Craig Brown for the Daily Mail The Prime Order Of Pundits, or Poop, pandora discount held a conference following last week's general election results.
Before the conference, the organisers had confidently predicted that 200 pundits would attend. In the event, 20 turned up. 'Our prediction of delegate numbers may have been out by a few percentage points,' said the general secretary, Max Wordage. 'But, on pandora charms buy the whole, I think we got the figures broadly right. We were well within the margin what is a pandora bracelet of error. And, of course, no one could possibly have foreseen that so many people would fail to turn up.'The week before last, I went to see Count Arthur Strong at the London Palladium.

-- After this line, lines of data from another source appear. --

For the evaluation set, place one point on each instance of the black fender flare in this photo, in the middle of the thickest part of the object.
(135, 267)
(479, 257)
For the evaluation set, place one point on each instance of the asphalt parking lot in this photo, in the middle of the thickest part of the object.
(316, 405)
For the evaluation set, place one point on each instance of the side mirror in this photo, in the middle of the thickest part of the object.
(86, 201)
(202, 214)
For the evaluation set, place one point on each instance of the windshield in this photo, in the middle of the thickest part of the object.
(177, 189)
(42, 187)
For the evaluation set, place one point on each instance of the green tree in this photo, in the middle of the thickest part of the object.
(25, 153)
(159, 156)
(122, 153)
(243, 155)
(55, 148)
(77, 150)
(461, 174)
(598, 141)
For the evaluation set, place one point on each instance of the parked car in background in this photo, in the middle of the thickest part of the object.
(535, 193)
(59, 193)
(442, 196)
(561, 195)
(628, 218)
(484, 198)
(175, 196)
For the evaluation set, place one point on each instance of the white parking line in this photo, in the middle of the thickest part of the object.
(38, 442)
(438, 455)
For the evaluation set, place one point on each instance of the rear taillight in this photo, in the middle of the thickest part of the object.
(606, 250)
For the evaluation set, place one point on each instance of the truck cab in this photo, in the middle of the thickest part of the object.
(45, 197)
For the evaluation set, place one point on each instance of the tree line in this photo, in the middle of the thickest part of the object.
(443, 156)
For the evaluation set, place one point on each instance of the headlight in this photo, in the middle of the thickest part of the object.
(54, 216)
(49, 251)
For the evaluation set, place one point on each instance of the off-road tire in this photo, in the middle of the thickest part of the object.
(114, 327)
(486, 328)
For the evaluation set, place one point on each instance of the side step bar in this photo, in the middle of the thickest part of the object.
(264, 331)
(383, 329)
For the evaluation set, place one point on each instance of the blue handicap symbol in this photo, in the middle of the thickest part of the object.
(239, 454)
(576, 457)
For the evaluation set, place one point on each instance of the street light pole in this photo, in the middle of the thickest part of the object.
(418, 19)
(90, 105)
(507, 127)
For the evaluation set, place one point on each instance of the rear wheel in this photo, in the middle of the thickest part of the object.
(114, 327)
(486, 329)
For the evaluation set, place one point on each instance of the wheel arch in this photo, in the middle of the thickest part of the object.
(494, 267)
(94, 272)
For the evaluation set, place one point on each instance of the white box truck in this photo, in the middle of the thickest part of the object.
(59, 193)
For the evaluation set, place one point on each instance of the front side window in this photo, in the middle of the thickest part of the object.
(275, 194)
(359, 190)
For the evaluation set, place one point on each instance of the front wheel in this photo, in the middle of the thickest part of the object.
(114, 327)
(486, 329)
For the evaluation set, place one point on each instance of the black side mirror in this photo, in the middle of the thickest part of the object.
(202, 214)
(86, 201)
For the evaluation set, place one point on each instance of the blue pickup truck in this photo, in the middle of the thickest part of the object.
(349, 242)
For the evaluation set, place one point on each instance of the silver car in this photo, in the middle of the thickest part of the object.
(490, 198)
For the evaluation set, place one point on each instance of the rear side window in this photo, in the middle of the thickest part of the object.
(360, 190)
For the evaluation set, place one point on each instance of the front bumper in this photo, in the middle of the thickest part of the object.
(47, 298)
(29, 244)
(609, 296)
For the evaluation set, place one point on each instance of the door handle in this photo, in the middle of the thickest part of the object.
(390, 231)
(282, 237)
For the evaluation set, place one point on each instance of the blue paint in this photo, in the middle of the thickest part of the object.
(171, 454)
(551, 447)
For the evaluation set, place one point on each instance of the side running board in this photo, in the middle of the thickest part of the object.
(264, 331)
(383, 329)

For those of you who have yet to make his acquaintance, Count Arthur Strong is or at least appears to be a veteran variety artiste, who enjoys a drop to drink, has a tendency to muddle his words, and is cursed with a memory that authentic pandora beads is not quite what it was. After a refreshing glass of what he insisted was Lucozade, Count Arthur brought out two dummies. King Tut is an Egyptian mummy so heavily bandaged that he can only answer 'Mmm! Mmm! Mmm!' to any question. Sulky Monkey is reluctant to talk at all.
A moment of comic genius came when Count Arthur forgot that he was the ventriloquist and waited for minutes on end for his dummy to say something. Ventriloquism, once so tired and old hat, has now turned into one of the liveliest and most inventive of all the performance arts. Lord Charles must be spinning in his suitcase.